Meat birds are slaughtered by being shackled and electrically stunned in a brine-water-bath stunner, followed by the severing of the vertebral and/or carotid arteries with an automatic knife. The stunning currents used are intended to render the bird insensible temporarily until bleed-out is completed. Laying hens are usually not stunned, because their bones, which may be osteoporotic due to lack of exercise and the high rate of calcium usage for egg formation, break during the application of an electrical current. Stunning is also not used for some religious slaughter methods.
Surveys in Europe have shown that approximately 30 percent of birds processed using a bath stunner are inadequately stunned before slaughter (19); no comparable surveys have been conducted in U.S. processing plants. Research is currently being conducted in England on the welfare aspects of stunning to induce cardiac arrest and on the use of gas (carbon dioxide plus argon) stunning (20). Additional research is needed on the commercial utility of alternative stunning methods. At present, electrical stunning should be carried out carefully to ensure maximum efficacy (21).
Because they have little market value, spent hens may now be slaughtered on-farm. Carbon dioxide delivered via a mobile killing unit with an on-board delivery system, cervical dislocation, or instant maceration using a specially designed high-speed grinder, are acceptable on-farm slaughter methods when properly performed (22,23). In the past, unhealthy chicks or surplus male chicks were killed at the hatchery by suffocation. This practice has essentially been abandoned by the U.S. poultry industry in favor of more humane methods like maceration, which result in instantaneous death.
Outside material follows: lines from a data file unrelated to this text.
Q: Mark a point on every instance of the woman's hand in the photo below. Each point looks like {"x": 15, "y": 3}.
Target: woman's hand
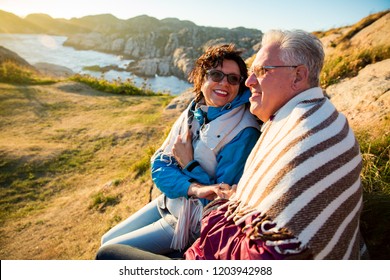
{"x": 201, "y": 191}
{"x": 182, "y": 149}
{"x": 225, "y": 191}
{"x": 211, "y": 192}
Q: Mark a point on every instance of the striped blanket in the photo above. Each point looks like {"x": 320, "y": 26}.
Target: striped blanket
{"x": 302, "y": 181}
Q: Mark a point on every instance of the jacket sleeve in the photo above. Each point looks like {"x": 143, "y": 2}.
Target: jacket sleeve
{"x": 168, "y": 176}
{"x": 174, "y": 181}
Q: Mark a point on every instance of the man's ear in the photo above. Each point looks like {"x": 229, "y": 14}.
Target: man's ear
{"x": 301, "y": 77}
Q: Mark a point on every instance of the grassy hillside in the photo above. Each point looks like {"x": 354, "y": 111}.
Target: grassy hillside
{"x": 68, "y": 155}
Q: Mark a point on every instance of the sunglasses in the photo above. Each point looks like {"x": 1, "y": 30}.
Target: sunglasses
{"x": 217, "y": 76}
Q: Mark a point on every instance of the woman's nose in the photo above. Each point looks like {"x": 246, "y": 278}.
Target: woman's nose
{"x": 251, "y": 80}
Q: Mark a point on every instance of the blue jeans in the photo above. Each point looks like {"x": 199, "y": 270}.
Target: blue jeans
{"x": 146, "y": 230}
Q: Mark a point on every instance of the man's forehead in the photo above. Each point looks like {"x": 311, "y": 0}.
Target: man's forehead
{"x": 267, "y": 54}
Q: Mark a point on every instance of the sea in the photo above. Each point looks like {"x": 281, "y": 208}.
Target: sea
{"x": 35, "y": 48}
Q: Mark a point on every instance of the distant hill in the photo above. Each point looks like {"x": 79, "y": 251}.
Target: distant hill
{"x": 158, "y": 47}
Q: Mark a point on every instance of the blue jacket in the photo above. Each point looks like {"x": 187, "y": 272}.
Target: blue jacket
{"x": 174, "y": 181}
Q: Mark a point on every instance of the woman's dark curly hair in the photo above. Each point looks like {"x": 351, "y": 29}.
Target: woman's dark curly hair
{"x": 212, "y": 58}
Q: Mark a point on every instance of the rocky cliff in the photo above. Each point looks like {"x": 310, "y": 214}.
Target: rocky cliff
{"x": 163, "y": 47}
{"x": 157, "y": 47}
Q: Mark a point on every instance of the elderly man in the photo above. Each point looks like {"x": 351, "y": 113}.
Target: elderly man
{"x": 300, "y": 196}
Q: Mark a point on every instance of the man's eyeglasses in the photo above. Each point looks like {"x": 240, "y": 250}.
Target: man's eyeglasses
{"x": 260, "y": 71}
{"x": 217, "y": 76}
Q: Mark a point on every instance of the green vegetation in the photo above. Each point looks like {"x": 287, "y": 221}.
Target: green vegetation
{"x": 376, "y": 194}
{"x": 117, "y": 86}
{"x": 101, "y": 201}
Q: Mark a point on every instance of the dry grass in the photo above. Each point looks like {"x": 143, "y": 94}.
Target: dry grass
{"x": 65, "y": 152}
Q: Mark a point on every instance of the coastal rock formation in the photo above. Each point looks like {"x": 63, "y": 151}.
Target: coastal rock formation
{"x": 164, "y": 48}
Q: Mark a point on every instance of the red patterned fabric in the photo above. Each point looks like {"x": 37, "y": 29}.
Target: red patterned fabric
{"x": 223, "y": 240}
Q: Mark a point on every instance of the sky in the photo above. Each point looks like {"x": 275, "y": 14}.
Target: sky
{"x": 309, "y": 15}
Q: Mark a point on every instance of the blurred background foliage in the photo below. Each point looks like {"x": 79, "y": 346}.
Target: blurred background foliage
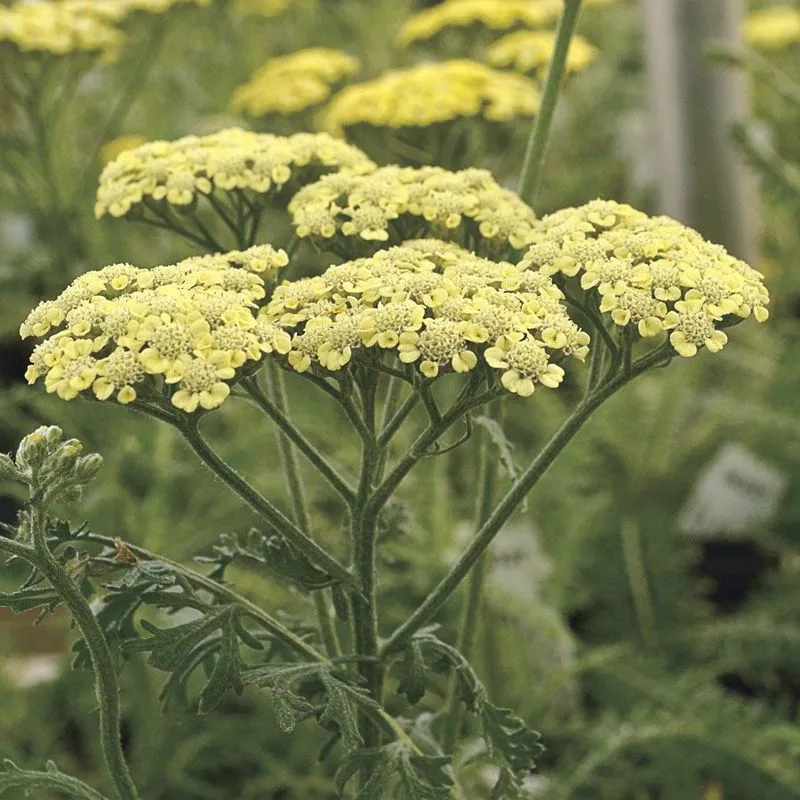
{"x": 658, "y": 662}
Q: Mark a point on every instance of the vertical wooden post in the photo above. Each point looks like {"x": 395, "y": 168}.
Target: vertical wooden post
{"x": 702, "y": 180}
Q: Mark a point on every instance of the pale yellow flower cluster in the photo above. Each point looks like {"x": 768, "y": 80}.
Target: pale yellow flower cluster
{"x": 432, "y": 93}
{"x": 179, "y": 172}
{"x": 397, "y": 203}
{"x": 530, "y": 51}
{"x": 295, "y": 82}
{"x": 495, "y": 14}
{"x": 127, "y": 333}
{"x": 260, "y": 8}
{"x": 431, "y": 304}
{"x": 772, "y": 28}
{"x": 650, "y": 272}
{"x": 58, "y": 28}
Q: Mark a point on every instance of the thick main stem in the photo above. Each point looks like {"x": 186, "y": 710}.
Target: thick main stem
{"x": 516, "y": 494}
{"x": 487, "y": 481}
{"x": 105, "y": 671}
{"x": 537, "y": 142}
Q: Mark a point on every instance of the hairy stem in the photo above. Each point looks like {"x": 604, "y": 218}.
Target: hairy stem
{"x": 540, "y": 133}
{"x": 278, "y": 415}
{"x": 105, "y": 670}
{"x": 276, "y": 519}
{"x": 487, "y": 483}
{"x": 297, "y": 494}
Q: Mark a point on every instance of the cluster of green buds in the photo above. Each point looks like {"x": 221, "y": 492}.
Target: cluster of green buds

To ensure the health and productivity of their flocks, poultry producers should continue to employ the “best management” practices recommended by equipment manufacturers, breeders, trade organizations, and scientists. Current societal concerns about the welfare of animals in confinement, however, also require us to consider the behavioral need of animals. More research is required to determine if husbandry practices need to be modified to improve well-being, as well as to assess how this can be accomplished in a manner that is economically viable for producers and consumers.